As receitas da divisão de logística da companhia alemã  aumentaram nos três primeiros meses de 2017 para 569 milhões de euros, resultando num EBIT de 33 milhões de euros, contra uma perda de 19 milhões de euros no mesmo período do ano passado.

O grupo Lufthansa registou um aumento de 11,2% na receita global, para 7,69 mil milhões e euros, o que resultou num EBIT ajustado de 25 milhões de euros, mas as contas continuam no “vermelho”, com um prejuízo líquido de 68 milhões de euros. O aumento da receita foi, em parte, devido à consolidação de Brussels Airlines nos resultados do grupo alemão.

A oferta de capacidade de carga (AFTK) subiu 2,9% para 2,9 mil milhões, enquanto as toneladas de carga-quilómetro comercializadas subiram 6,3%, para dois mil milhões.
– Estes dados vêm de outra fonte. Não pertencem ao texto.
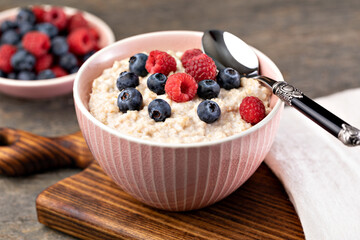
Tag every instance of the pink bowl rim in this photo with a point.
(106, 128)
(109, 34)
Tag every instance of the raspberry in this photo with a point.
(189, 54)
(252, 110)
(6, 52)
(43, 62)
(36, 42)
(160, 62)
(94, 33)
(57, 17)
(77, 21)
(58, 71)
(201, 67)
(81, 41)
(181, 87)
(39, 13)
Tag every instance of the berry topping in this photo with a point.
(59, 46)
(68, 61)
(37, 43)
(189, 54)
(201, 67)
(43, 62)
(208, 111)
(39, 13)
(7, 25)
(26, 75)
(181, 87)
(58, 71)
(56, 16)
(137, 64)
(47, 28)
(12, 75)
(127, 80)
(81, 41)
(208, 89)
(23, 61)
(26, 15)
(156, 83)
(6, 52)
(159, 110)
(25, 28)
(77, 21)
(10, 37)
(252, 110)
(46, 74)
(74, 69)
(229, 78)
(160, 62)
(94, 33)
(129, 99)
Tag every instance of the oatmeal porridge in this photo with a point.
(184, 124)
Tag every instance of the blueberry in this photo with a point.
(45, 74)
(208, 89)
(47, 28)
(89, 54)
(10, 37)
(59, 46)
(159, 110)
(25, 28)
(8, 25)
(208, 111)
(23, 61)
(129, 99)
(74, 70)
(12, 75)
(68, 61)
(156, 83)
(228, 78)
(26, 75)
(127, 80)
(25, 15)
(137, 64)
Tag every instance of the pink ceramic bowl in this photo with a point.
(175, 177)
(57, 86)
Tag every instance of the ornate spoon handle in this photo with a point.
(346, 133)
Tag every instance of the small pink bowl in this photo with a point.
(57, 86)
(175, 177)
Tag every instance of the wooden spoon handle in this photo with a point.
(23, 153)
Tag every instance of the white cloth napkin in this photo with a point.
(320, 174)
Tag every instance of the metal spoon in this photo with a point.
(227, 50)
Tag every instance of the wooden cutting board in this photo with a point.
(90, 206)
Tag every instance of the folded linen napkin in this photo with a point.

A taxa de ocupação aumentou para 70,1%, de 67,8% um ano antes.

A Lufthansa Cargo aumentou a receita em todos os mercados no primeiro trimestre, excepto no Médio Oriente, que permaneceu estável. A Europa subiu 9,5% para 46 milhões de euros, as Américas cresceram 17% para 226 milhões de euros e a Ási- Pacífico subiu quase 20% para 44 milhões de euros.

O programa estratégico de redução de custos da companhia alemã está em curso e a primeira etapa já foi concluída com êxito, apesar das despesas operacionais terem aumentado 6,9% para 555 milhões de euros. A Lufthansa justifica a subida “principalmente devido aos volumes e aumentos no custo de materiais e serviços provocados pela subida dos combustíveis”.

Proteccionismo perigoso, mas Brexit pode ser oportunidade

Em relação ao futuro, o grupo Lufthansa adverte para os riscos do eventual aumento do proteccionismo. “O aumento do proteccionismo e dos esforços de vários governos para regularem ou restringirem os mercados livres pode levar a um crescimento mais lento ou mesmo a cenários de contracção”, afirma, citado pela assessoria de imprensa, o director financeiro da companhia alemã, Ulrik Svensson.

Já em relação à saída do Reino Unido, a mesma fonte vê ameaças, mas também possibilidade de crescimento para a Lufthansa. Ulrik Svensson admite que “os direitos de tráfego entre a União Europeia e o Reino Unido podem ter de ser completamente renegociados, o que pode conduzir a um crescimento mais forte e à concorrência das companhias aéreas britânicas”.

O CFO da Lufthansa acredita que, “no entanto, há também uma possibilidade de as companhias e instituições passarem cada vez mais da Grã-Bretanha para a Alemanha, acompanhada por uma procura mais forte dos mercados domésticos do grupo Lufthansa”.